Acacia baeuerlenii is a species of flowering plant in the family Fabaceae and is endemic to a small area in eastern Australia. It is a slender shrub with mostly narrowly elliptic phyllodes, racemes of spherical heads of creamy-white flowers, and leathery pods.

==Description==
Acacia baeuerlenii is a slender shrub that typically grows to a height of 1–4 m and has angled, ribbed and hairy branchlets. Its phyllodes are erect, narrowly elliptic, straight to slightly curved, 65–150 mm long and 4.5–13 mm wide, leathery and glabrous. The flowers are arranged in up to three spherical heads on a raceme 1–6 mm long on a peduncle 7–16 mm long. Each head is 7–9 mm in diameter with 30 to 40 creamy-white flowers. Flowering occurs from June to August and the pods are narrowly oblong, leathery, up to 85 mm long and 6–8 mm wide, raised on opposite sides over alternate seeds.
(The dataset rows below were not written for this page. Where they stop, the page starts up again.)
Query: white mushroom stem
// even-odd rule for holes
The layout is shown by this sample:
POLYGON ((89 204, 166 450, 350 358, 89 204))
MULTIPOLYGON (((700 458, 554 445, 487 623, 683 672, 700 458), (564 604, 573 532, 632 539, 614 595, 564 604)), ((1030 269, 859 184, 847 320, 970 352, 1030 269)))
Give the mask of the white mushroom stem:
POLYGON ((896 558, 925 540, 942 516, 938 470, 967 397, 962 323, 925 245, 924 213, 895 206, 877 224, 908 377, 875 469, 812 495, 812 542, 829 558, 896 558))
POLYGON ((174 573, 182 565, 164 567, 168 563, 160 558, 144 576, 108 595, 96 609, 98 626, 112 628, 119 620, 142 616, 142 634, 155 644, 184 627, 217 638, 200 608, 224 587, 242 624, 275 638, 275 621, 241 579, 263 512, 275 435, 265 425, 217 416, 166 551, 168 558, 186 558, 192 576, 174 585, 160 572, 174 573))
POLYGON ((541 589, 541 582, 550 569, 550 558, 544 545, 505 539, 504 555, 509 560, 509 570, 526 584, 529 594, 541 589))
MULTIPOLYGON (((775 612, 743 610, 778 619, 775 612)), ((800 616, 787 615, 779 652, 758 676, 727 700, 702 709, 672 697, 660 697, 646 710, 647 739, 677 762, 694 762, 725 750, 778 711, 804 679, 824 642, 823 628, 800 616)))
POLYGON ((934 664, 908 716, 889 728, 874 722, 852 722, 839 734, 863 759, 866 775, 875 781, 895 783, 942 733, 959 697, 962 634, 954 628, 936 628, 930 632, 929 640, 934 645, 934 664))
The seeds are broadly oblong-elliptic, dark brown, 5.0–5.5 mm long with a thick, fleshy aril.

==Taxonomy==
The species was first formally described in 1896 by the botanists Joseph Maiden and Richard Thomas Baker in the Proceedings of the Linnean Society of New South Wales from specimens collected at New Italy by William Baeuerlen. This species is similar to A. tessellata and A. venulosa.

==Distribution and habitat==
This species of wattle is found from near Helidon is south-east Queensland and south to Maclean, Red Rock and the Gibraltar Range in northern New South Wales, where it grows on sandy soil in forest.